Bringing cases to court
At the heart of Texas' lawsuits against Granados, Dr. May Lau and
Dr. M. Brett Cooper are allegations of prescribing treatment to
transition their patients' sex after the ban took effect.
In one instance, the state accuses Granados of prescribing
testosterone to a 16-year-old, alleging that although the doctor's
records identify the patient as male, the teenager's sex assigned at
birth is female. Granados and Lau are also accused of having
instructed patients to wait until after the ban was in place to fill
prescriptions.
Granados does not dispute that he has continued prescribing puberty
blockers and hormone replacement therapy. He said those treatments
are not for gender transition but for children with endocrine
disorders, which occur when hormone levels are too high or too low.
He said he prescribes testosterone for many reasons, including for
patients whose testicles don’t work or had to be removed because of
cancer. Others have brain tumors, or surgery or radiation to the
brain, that impact puberty. Patients with early onset puberty also
need puberty blockers, he said.
Attorneys for Lau said she has always complied with the law and the
claims have no merit. Attorneys for Cooper did not respond to
requests for comment.

“This is really part of a bigger pattern of extremism within the
state that even other states have shied away from replicating,” said
Sarah Warbelow, vice president of legal for the Human Rights
Campaign.
Transgender adults and youth make up less than 1% of the U.S.

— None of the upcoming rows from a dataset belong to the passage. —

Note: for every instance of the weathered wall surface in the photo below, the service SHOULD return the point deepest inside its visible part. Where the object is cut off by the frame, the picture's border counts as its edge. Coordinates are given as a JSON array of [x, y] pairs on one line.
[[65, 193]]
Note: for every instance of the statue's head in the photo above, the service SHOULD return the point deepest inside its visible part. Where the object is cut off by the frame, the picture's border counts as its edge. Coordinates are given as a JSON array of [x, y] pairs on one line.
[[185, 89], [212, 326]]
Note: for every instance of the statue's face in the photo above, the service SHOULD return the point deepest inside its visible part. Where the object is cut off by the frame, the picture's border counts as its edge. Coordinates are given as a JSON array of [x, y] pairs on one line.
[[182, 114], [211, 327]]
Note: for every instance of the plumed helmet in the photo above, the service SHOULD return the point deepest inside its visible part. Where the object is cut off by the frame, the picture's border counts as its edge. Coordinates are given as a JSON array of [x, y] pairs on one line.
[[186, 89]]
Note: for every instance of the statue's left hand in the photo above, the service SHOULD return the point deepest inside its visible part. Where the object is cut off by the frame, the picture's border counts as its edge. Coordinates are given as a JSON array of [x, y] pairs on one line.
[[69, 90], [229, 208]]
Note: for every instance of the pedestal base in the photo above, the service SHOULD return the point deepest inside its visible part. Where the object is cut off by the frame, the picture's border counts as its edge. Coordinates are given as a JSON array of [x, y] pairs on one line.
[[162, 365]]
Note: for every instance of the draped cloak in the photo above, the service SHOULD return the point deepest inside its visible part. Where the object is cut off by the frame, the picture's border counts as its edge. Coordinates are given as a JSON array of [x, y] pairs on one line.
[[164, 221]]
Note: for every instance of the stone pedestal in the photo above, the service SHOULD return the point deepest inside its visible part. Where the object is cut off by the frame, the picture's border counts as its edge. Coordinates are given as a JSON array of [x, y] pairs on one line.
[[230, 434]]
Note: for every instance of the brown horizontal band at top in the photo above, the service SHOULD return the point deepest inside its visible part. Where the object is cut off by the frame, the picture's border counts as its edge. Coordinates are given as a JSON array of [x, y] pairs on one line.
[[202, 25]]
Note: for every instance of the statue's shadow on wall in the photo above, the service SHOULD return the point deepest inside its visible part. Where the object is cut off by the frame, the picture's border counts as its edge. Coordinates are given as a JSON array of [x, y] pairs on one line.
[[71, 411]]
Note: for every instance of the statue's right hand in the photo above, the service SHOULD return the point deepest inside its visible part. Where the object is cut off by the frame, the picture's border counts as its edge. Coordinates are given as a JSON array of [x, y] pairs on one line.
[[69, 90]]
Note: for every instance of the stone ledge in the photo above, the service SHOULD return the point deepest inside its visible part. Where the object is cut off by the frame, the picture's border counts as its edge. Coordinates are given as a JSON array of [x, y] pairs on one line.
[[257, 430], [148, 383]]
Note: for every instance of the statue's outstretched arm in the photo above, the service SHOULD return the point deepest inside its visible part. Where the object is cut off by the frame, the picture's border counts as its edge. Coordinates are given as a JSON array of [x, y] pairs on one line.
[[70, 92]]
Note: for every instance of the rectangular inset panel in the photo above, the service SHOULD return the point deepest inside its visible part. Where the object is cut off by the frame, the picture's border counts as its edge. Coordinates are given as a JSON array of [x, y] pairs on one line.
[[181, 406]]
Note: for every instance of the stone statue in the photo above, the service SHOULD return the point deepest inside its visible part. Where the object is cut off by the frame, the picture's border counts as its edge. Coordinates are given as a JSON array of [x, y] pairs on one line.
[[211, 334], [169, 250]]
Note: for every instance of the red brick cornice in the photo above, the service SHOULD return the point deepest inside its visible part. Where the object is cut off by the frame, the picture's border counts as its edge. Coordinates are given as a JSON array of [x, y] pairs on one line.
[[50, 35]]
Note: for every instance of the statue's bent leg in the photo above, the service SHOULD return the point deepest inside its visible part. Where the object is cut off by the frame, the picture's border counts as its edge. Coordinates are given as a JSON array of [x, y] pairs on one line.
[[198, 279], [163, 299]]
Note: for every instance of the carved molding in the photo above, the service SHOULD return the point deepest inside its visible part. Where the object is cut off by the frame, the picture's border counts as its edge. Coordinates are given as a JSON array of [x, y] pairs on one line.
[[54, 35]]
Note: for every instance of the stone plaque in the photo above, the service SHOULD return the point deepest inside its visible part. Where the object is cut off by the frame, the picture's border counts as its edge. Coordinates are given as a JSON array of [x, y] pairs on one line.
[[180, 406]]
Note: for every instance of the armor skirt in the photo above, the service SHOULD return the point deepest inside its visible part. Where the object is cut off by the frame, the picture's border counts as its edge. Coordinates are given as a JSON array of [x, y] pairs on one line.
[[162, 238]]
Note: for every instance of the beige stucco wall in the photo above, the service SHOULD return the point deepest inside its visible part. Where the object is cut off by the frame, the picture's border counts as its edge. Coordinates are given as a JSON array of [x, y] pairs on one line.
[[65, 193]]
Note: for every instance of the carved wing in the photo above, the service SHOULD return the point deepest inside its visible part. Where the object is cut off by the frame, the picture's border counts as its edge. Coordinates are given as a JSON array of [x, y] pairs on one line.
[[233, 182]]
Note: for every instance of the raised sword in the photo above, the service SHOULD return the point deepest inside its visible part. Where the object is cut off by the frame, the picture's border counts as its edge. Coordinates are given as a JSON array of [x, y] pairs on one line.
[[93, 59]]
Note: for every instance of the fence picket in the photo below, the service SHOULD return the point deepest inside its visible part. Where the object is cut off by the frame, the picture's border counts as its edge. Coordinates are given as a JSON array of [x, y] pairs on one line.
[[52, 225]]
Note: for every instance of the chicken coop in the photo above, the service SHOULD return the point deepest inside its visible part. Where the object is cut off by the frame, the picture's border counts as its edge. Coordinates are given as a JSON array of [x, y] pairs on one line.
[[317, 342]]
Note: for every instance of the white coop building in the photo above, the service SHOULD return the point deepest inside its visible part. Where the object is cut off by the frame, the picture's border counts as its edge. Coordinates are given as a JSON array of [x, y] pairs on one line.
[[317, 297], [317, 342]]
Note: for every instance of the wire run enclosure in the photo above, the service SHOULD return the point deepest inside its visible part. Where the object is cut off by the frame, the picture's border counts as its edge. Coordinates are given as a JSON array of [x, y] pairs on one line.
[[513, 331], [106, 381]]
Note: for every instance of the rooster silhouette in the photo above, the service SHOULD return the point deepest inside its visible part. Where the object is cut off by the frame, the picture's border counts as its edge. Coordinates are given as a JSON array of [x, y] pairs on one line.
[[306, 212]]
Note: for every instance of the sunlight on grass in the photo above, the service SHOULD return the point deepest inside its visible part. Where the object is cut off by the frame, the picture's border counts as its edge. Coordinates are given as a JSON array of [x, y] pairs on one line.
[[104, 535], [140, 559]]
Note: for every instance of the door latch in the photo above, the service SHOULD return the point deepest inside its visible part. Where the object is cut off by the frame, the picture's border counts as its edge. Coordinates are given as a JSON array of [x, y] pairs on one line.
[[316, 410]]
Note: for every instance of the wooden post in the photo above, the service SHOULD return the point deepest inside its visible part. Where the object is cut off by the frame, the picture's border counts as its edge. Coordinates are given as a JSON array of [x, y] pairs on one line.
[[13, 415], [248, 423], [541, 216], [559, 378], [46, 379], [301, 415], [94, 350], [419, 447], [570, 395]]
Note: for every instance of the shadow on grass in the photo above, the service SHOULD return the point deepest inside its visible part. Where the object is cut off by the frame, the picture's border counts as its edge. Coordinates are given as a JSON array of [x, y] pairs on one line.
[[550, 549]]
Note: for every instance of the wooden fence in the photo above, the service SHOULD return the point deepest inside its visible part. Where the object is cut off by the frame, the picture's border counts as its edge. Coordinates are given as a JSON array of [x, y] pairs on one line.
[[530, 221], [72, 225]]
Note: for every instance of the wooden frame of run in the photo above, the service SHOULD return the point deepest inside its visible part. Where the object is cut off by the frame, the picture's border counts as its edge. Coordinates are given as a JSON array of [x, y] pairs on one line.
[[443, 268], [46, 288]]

population, according to estimates by the Williams Institute, an
LGBTQ+ research center at the UCLA School of Law.
Going elsewhere for care
Granados' trial has been set for late October; trial dates have not
yet been set yet for Lau and Cooper. While the cases are pending,
Lau and Cooper agreed to practice medicine only in research and
academic settings and not see patients.
Neither Lau or Cooper attended the Wednesday hearing in their cases
by a judge who is set to decide where their trials will be held.
Under Texas' ban, the state medical board is instructed to revoke
the licenses of doctors who are found to have violated the law.
Lorena Edwards said she watched her daughter thrive during her
transition then descend into melancholy as laws targeting
transgender rights gained steam.
Emiliana Edwards has switched to receiving treatment in neighboring
New Mexico — where gender-affirming care is legal — but she said
attacks on the transgender community have taken a toll on her mental
health.
“We’re normal people, too, and we’re just trying to live,” she said.